La semaine dernière, je venais de terminer un livre un peu sérieux et j’avais envie de m’offrir le plaisir de lire un bon roman. C’était dimanche, les librairies et la médiathèque étaient fermées. Je n’avais pas grand choix de livres neufs sur mes rayonnages de bibliothèque. J’ai alors repensé que ça faisait un moment que je souhaitais relire « Narcisse et Goldmund » de Hermann Hesse, merveilleux roman initiatique qu’un ami m’avait fait découvrir il y a plus de vingt ans et que j’avais alors lu avec beaucoup d’intérêt. En ouvrant le livre, je me suis rendu compte que je l’avais annoté lors de ma première lecture, en soulignant des passages, en mettant quelques mots au début de chacun des chapitres, gestes que j’avais totalement oubliés.

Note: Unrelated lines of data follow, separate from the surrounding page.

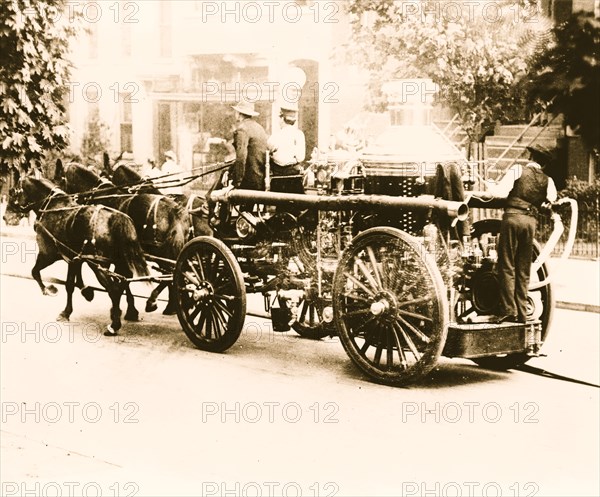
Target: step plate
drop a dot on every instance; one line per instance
(487, 339)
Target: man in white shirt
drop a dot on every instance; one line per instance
(288, 145)
(174, 170)
(525, 188)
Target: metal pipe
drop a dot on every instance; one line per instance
(459, 210)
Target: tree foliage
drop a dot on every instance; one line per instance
(34, 71)
(95, 141)
(476, 55)
(568, 76)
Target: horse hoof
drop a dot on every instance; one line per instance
(110, 332)
(50, 290)
(88, 293)
(134, 316)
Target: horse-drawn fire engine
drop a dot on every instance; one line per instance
(387, 258)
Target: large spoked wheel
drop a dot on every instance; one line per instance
(309, 321)
(390, 306)
(211, 296)
(540, 300)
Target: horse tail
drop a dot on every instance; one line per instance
(179, 229)
(129, 249)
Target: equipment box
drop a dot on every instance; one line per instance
(473, 340)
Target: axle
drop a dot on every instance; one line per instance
(458, 210)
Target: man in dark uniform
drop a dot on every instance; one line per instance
(526, 189)
(250, 143)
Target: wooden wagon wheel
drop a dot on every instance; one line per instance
(390, 306)
(309, 321)
(211, 296)
(540, 300)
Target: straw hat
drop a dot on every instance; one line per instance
(540, 154)
(246, 108)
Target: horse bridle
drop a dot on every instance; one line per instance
(43, 203)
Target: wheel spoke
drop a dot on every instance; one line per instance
(375, 266)
(216, 326)
(191, 278)
(354, 296)
(199, 276)
(222, 307)
(366, 273)
(228, 298)
(420, 300)
(409, 342)
(359, 284)
(359, 312)
(372, 318)
(196, 310)
(415, 315)
(200, 265)
(390, 348)
(466, 312)
(201, 323)
(304, 306)
(401, 355)
(378, 351)
(416, 331)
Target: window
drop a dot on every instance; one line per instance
(126, 123)
(164, 29)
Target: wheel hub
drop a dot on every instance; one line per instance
(385, 305)
(200, 292)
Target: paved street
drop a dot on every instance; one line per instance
(147, 414)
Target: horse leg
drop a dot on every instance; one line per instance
(115, 292)
(132, 313)
(171, 308)
(151, 302)
(73, 269)
(43, 261)
(86, 291)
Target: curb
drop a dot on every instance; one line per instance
(28, 233)
(574, 306)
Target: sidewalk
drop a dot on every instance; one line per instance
(576, 282)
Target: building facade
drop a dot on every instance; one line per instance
(163, 75)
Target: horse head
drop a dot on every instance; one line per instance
(77, 178)
(27, 194)
(125, 175)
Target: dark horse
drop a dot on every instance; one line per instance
(195, 205)
(162, 225)
(96, 235)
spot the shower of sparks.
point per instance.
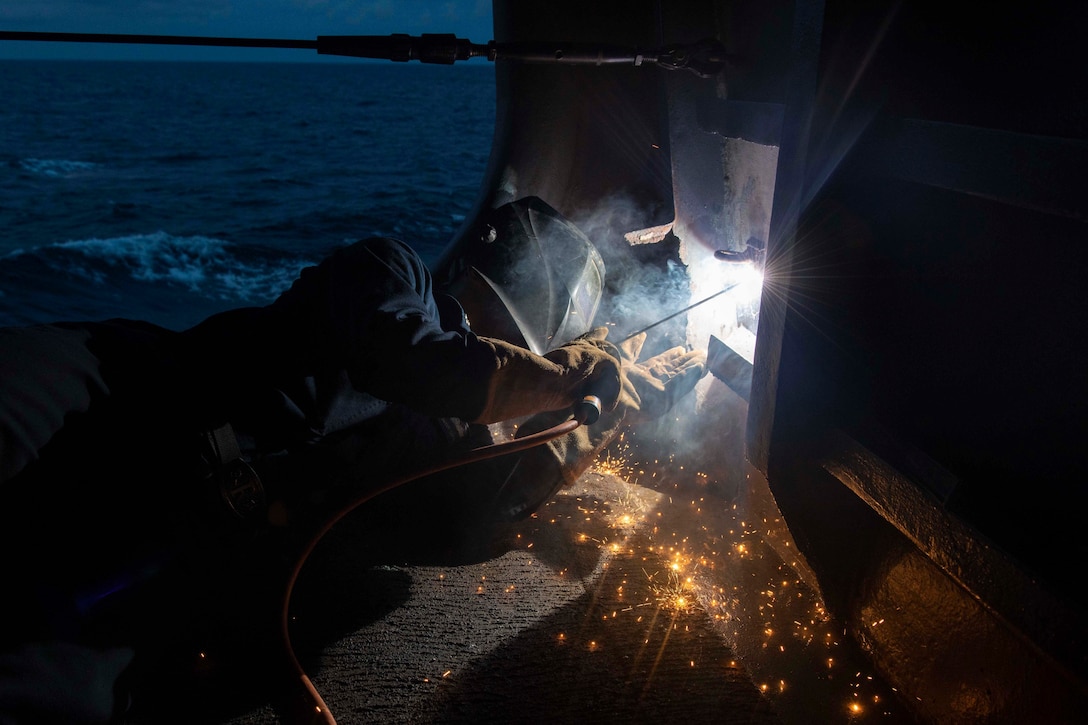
(674, 594)
(696, 555)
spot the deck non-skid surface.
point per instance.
(615, 603)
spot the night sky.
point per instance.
(296, 20)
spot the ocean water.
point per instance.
(167, 192)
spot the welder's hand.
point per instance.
(594, 359)
(523, 383)
(651, 388)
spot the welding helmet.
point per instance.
(528, 275)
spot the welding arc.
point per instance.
(681, 311)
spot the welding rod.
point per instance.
(681, 311)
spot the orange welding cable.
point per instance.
(321, 711)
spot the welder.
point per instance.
(122, 443)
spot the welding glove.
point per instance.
(524, 383)
(648, 390)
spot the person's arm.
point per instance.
(372, 307)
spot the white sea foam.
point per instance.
(56, 167)
(201, 265)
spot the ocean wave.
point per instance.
(59, 168)
(200, 265)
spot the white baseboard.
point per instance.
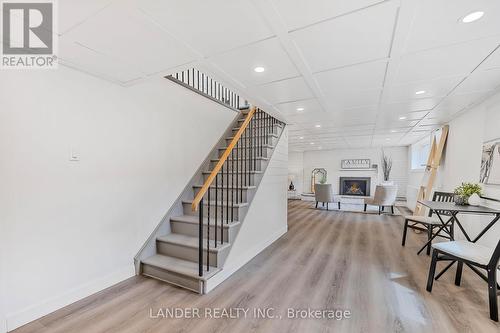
(227, 271)
(3, 325)
(43, 308)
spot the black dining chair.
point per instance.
(474, 256)
(428, 223)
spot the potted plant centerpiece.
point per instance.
(467, 193)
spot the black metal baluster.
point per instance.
(208, 230)
(237, 170)
(244, 161)
(250, 149)
(261, 134)
(222, 204)
(254, 154)
(200, 239)
(227, 193)
(232, 184)
(216, 204)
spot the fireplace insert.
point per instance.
(358, 186)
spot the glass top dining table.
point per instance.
(451, 211)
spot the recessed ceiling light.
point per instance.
(471, 17)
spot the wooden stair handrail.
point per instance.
(222, 160)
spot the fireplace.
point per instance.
(357, 186)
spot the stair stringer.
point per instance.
(266, 218)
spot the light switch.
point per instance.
(74, 155)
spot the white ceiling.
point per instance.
(353, 65)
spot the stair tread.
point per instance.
(180, 266)
(239, 159)
(212, 203)
(194, 220)
(191, 241)
(270, 134)
(277, 124)
(257, 146)
(253, 171)
(247, 187)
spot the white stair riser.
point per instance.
(173, 278)
(237, 211)
(190, 253)
(274, 130)
(191, 229)
(259, 164)
(249, 180)
(271, 140)
(256, 151)
(242, 196)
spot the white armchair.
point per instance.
(385, 196)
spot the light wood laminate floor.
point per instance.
(327, 260)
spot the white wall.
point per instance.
(296, 170)
(69, 229)
(462, 159)
(331, 161)
(266, 219)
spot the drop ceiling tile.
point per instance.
(437, 23)
(299, 13)
(309, 105)
(358, 37)
(80, 57)
(480, 81)
(457, 102)
(209, 26)
(350, 100)
(72, 13)
(240, 63)
(493, 61)
(432, 89)
(454, 60)
(431, 121)
(283, 91)
(352, 78)
(132, 38)
(403, 108)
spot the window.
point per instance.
(420, 153)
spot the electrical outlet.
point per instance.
(74, 155)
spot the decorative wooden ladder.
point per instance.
(431, 168)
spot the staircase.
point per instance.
(200, 237)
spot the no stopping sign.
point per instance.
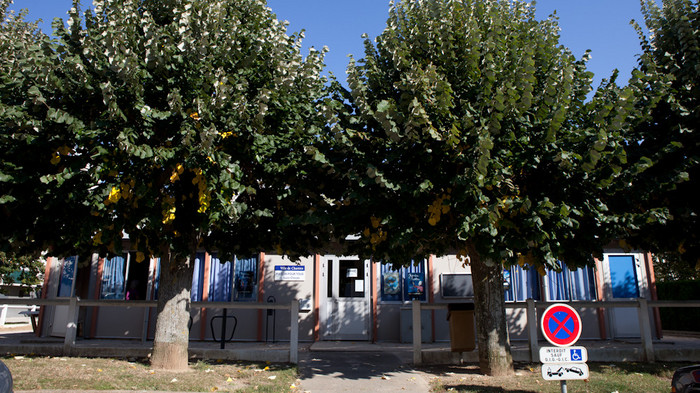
(561, 325)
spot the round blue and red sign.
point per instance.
(561, 325)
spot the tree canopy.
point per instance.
(479, 137)
(182, 124)
(663, 147)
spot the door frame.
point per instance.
(615, 312)
(326, 303)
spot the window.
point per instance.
(220, 280)
(246, 279)
(124, 278)
(113, 274)
(405, 284)
(521, 284)
(198, 278)
(221, 283)
(569, 284)
(623, 276)
(65, 287)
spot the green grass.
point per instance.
(34, 373)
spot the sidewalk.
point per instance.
(327, 371)
(23, 341)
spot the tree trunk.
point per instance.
(490, 313)
(172, 334)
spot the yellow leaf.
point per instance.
(97, 239)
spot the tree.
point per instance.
(661, 176)
(182, 123)
(470, 132)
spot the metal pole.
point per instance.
(223, 329)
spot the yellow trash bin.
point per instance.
(461, 318)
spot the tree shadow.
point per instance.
(351, 365)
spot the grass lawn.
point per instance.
(34, 373)
(604, 378)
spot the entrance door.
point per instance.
(625, 281)
(66, 288)
(345, 298)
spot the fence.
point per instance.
(75, 303)
(532, 322)
(530, 305)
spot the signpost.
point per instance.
(561, 326)
(563, 355)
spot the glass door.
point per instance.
(625, 281)
(345, 300)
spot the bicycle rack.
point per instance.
(224, 319)
(270, 313)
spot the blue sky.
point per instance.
(600, 25)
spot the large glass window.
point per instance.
(623, 276)
(404, 284)
(246, 276)
(567, 284)
(124, 278)
(198, 278)
(220, 280)
(113, 277)
(65, 287)
(521, 284)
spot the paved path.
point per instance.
(358, 372)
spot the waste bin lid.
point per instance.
(460, 307)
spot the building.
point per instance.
(341, 298)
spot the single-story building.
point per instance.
(341, 298)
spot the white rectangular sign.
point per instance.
(564, 371)
(563, 355)
(290, 273)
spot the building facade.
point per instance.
(341, 298)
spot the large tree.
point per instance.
(471, 132)
(661, 176)
(181, 123)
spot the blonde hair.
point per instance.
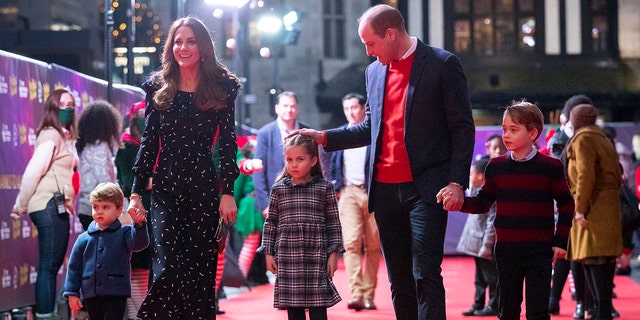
(108, 191)
(311, 148)
(527, 114)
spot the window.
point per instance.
(333, 20)
(599, 26)
(494, 27)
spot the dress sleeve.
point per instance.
(228, 146)
(270, 229)
(334, 230)
(148, 152)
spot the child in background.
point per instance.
(524, 186)
(302, 235)
(99, 267)
(125, 158)
(477, 239)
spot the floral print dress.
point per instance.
(176, 149)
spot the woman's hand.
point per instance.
(136, 208)
(451, 197)
(75, 303)
(271, 264)
(332, 263)
(581, 220)
(228, 209)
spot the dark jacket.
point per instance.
(99, 261)
(439, 132)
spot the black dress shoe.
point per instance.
(486, 312)
(356, 304)
(470, 312)
(369, 305)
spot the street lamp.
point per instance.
(277, 31)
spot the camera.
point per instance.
(58, 197)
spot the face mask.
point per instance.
(65, 115)
(140, 124)
(568, 129)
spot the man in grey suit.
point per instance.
(420, 127)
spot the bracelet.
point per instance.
(456, 184)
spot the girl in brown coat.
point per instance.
(595, 177)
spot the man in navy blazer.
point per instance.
(420, 127)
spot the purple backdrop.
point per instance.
(24, 84)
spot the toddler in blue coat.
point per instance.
(99, 272)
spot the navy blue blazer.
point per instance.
(269, 150)
(439, 132)
(337, 167)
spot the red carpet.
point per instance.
(458, 273)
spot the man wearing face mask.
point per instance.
(557, 144)
(560, 139)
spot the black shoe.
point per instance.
(470, 312)
(356, 304)
(623, 271)
(369, 305)
(486, 312)
(217, 308)
(579, 314)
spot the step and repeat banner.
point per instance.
(24, 85)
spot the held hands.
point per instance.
(228, 209)
(581, 220)
(332, 264)
(75, 303)
(271, 264)
(559, 253)
(451, 197)
(136, 210)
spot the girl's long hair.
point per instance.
(51, 119)
(99, 122)
(311, 148)
(215, 80)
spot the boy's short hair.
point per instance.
(480, 165)
(527, 114)
(108, 191)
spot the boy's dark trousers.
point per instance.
(532, 270)
(106, 307)
(486, 278)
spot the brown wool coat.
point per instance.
(595, 178)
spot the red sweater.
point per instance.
(393, 161)
(524, 193)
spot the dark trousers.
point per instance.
(534, 271)
(412, 238)
(53, 237)
(486, 278)
(106, 307)
(561, 268)
(599, 280)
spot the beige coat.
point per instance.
(595, 178)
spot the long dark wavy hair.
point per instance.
(99, 122)
(51, 119)
(215, 80)
(311, 148)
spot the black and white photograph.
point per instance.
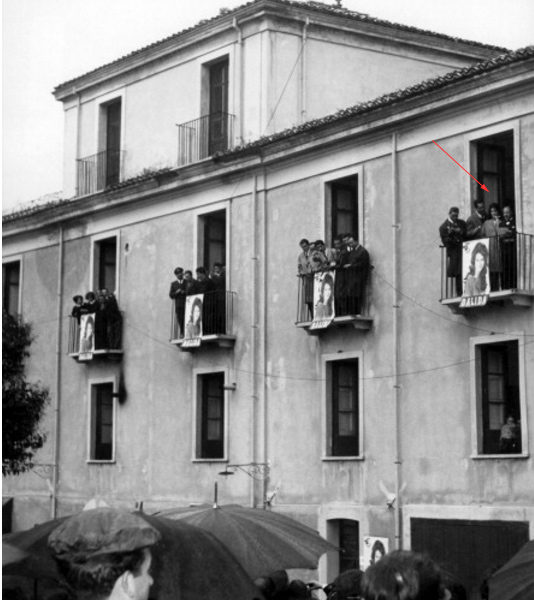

J’ai pris à nouveau beaucoup de plaisir à relire cette belle histoire, d’autant plus que je me suis redécouvert vingt ans plus jeune, à travers les passages qui avaient alors attiré mon attention et que j’avais cochés au crayon. Je cocherai à nouveau une bonne partie de ces passages, preuve que l’on ne change pas tout à fait en vingt ans. D’autres parties, que je n’avais alors pas surligné, me paraissent aujourd’hui très fortes ; preuve que l’on n’est plus tout à fait le même non plus vingt plus tard. Ma découverte m’a d’autant plus troublé que le livre raconte la vie de deux jeunes garçons, du début de leur scolarité, jusqu’à, disons, leur cinquantaine. Ce qui correspond sensiblement pour moi à la période allant de l’âge où j’ai lu ce livre jusqu’à maintenant.
C’est une belle expérience que je vous invite à vivre. La prochaine fois que vous lisez un bon roman, armez vous d’un crayon et laissez-y un peu de vous-même. Puis rangez soigneusement le livre au fond de votre bibliothèque et donnez-vous rendez-vous dans vingt ans. Ou plus loin encore, si vous êtes optimiste !
L‘histoire de Narcisse et Goldmund me rappelle mon entrée au collège. C’était en septembre 1968. Mon frère était en terminale dans le même établissement scolaire. Les soubresauts de mai 68 étaient encore tangibles : grèves, manifestations, meetings constituaient les principales occupations de ceux que je percevais comme des « grands » -les lycéens- et que je regardais de loin, sans bien comprendre ce qui se jouait à quelques pas de moi.
Un matin, le proviseur du lycée vint dans ma classe pour dire qu’il était interdit aux collégiens de participer à la grève. Le midi, je racontais innocemment cette anecdote pendant le repas familial. En fin d’après-midi, des camarades de classe de mon frère vinrent me chercher à la sortie des cours. Ils souhaitaient que je vienne au meeting qui se tenait dans le hall du lycée pour relater les propos qu’avait tenus le proviseur. Comme je n’avais pas très envie d’y aller, ils m’ont littéralement porté jusqu’au milieu du cercle formé par des centaines de lycéens assis. J’ai alors raconté, face au proviseur, ce que ce dernier était venu dire dans ma classe le matin même, ce qu’il nia catégoriquement … sous les huées des lycéens. Pendant les jours qui suivirent, je devins la mascotte du lycée. Cet événement eut une grande influence sur la manière de voir le monde du petit bonhomme de dix ans que j’étais. Je découvrais en effet que les adultes qui nous inculquaient la vérité étaient capables de mensonges ; et que, dans des circonstances particulières, le faible pouvait dénoncer ces mensonges. Mais ce qui m’apparut comme la révélation la plus significative, c’était que le héros de cet épisode historique, où le pot de terre a raison du pot de fer, n’était autre que mon grand frère …
A la dernière page du livre de Hermann HESSE, j’ai retrouvé une citation de Henri GOUGAUD, écrite de ma main. Elle résumait sans doute, dans mon esprit de l’époque, le sens que je donnais à ce roman. Cette citation, je l’avais recherchée plusieurs fois, sans succès. Maintenant que je l’ai retrouvée, je la partage volontiers. A tous les sens du terme.
«Si vous croyez à la gadoue, à la nuit épaisse, il faut croire aussi au jour limpide, car ils vont ensemble ».